The Polytechnic University of Lisbon (UPL; Portuguese: Universidade Politécnica de Lisboa), known until 2026 as the Polytechnic Institute of Lisbon, is a public technical university in Lisbon, Portugal. Established in 1986, it is one of the biggest institutions of its kind in Portugal. The university offers bachelor's (licenciatura), master's (mestrado), and postgraduate (pós-graduação) degrees in the fields of engineering, business administration, health, education, communication, music, film and dance.

== List of schools ==
The Polytechnic University of Lisbon consists of 6 schools and 2 higher education institutes, all of them spread throughout Lisbon.
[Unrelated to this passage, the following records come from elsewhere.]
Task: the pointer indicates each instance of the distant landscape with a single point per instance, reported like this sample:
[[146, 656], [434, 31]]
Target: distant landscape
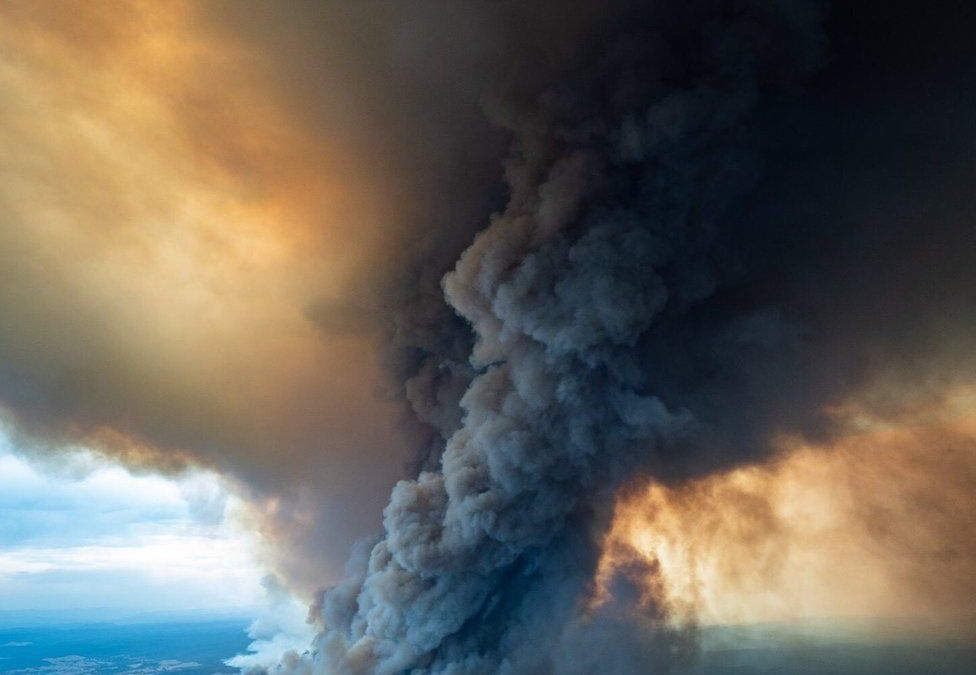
[[133, 645], [153, 644]]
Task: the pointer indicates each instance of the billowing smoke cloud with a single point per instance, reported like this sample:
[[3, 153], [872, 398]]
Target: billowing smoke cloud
[[718, 222], [640, 306]]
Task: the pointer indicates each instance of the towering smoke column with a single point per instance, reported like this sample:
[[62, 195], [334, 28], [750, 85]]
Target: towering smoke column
[[620, 175]]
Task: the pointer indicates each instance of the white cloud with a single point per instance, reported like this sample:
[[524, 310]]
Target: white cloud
[[112, 539]]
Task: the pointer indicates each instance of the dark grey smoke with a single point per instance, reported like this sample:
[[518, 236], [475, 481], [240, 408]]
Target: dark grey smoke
[[694, 257], [627, 155]]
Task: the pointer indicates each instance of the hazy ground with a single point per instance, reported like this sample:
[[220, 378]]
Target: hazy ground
[[30, 644], [139, 645]]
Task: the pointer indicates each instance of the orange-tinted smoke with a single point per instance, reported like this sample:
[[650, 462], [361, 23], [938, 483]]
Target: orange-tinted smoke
[[878, 523]]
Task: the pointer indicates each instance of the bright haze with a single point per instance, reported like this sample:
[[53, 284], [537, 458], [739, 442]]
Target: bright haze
[[539, 335]]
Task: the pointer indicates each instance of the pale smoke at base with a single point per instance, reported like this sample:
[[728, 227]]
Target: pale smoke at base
[[635, 310], [618, 182]]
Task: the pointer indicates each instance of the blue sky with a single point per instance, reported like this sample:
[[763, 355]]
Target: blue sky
[[78, 533]]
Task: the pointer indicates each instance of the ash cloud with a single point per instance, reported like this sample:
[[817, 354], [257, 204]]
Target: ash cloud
[[668, 289], [714, 221]]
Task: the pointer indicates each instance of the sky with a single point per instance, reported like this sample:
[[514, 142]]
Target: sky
[[90, 535], [508, 337]]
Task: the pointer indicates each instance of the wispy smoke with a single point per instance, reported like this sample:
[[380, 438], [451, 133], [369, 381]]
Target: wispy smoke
[[622, 170], [717, 221]]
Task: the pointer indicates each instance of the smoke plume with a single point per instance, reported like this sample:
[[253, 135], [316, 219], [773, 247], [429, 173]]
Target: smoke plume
[[716, 224]]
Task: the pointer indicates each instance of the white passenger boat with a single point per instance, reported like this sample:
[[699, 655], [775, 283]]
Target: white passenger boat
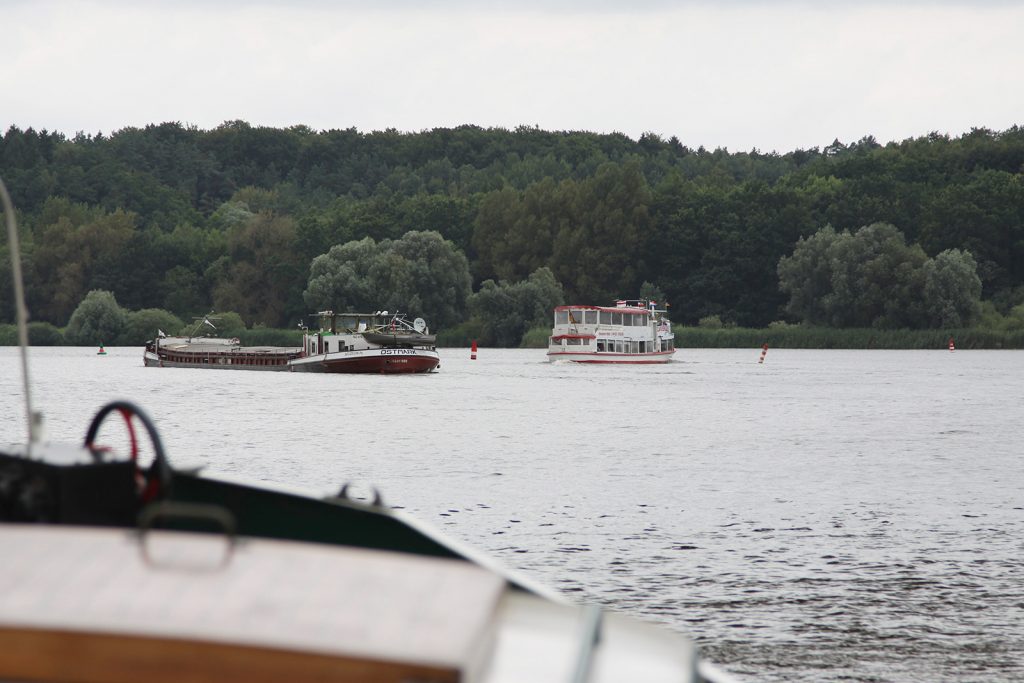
[[632, 331]]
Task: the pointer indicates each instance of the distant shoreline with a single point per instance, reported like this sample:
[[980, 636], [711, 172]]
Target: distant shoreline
[[777, 336]]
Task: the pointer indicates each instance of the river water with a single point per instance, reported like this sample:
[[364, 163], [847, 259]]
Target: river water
[[821, 516]]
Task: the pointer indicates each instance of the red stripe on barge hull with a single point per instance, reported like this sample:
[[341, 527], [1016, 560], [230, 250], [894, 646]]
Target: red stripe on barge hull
[[372, 365]]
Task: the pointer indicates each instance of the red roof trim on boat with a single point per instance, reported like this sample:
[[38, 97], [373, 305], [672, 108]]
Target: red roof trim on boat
[[613, 309], [573, 337]]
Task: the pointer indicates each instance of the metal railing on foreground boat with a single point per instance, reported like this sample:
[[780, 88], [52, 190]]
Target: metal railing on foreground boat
[[33, 419]]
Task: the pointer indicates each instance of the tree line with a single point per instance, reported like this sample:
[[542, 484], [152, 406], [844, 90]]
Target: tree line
[[272, 223]]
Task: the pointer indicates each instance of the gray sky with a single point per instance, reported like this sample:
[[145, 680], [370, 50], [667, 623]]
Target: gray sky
[[733, 74]]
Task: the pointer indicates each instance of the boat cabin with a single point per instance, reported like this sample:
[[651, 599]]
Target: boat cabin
[[629, 328]]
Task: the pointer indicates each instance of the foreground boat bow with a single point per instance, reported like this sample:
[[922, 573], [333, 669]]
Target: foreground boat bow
[[242, 582]]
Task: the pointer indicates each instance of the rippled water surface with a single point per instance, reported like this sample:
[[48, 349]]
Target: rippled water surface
[[827, 515]]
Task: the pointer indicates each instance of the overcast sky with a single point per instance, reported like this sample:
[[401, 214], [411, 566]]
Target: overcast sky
[[735, 74]]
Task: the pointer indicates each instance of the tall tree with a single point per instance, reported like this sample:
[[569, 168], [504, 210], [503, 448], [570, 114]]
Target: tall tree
[[421, 273]]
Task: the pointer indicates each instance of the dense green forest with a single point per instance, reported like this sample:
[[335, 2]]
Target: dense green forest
[[271, 223]]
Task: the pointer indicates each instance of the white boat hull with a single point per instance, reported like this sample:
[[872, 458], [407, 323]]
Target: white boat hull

The schools that compose UPL are the following:

=== ISEL - Lisbon School of Engineering ===
The Lisbon School of Engineering (ISEL) is a prestigious public engineering school in eastern Lisbon, Portugal. Founded in 1852, it is one of the oldest and most respected engineering institutions in the country. ISEL offers undergraduate and postgraduate programs in various engineering disciplines, including civil, mechanical, electrical, computer, and chemical engineering.

The school emphasizes practical, hands-on training alongside theoretical knowledge, fostering innovation and technical expertise. ISEL is well-regarded for its research initiatives and strong connections with the engineering industry.

=== ISCAL - Lisbon Accounting and Business School ===

The Lisbon Accounting and Business School (ISCAL) is a renowned public institution in Lisbon specializing in business, accounting, and management education. ISCAL offers undergraduate and postgraduate programs in areas such as accounting, finance, management, and taxation.

Established in 1759, ISCAL is one of the oldest institutions of its kind in Portugal and is recognized for its emphasis on practical, industry-relevant training. It has strong ties with the business community, preparing students for successful careers in the corporate and financial sectors. It is the only school within UPL located in central Lisbon.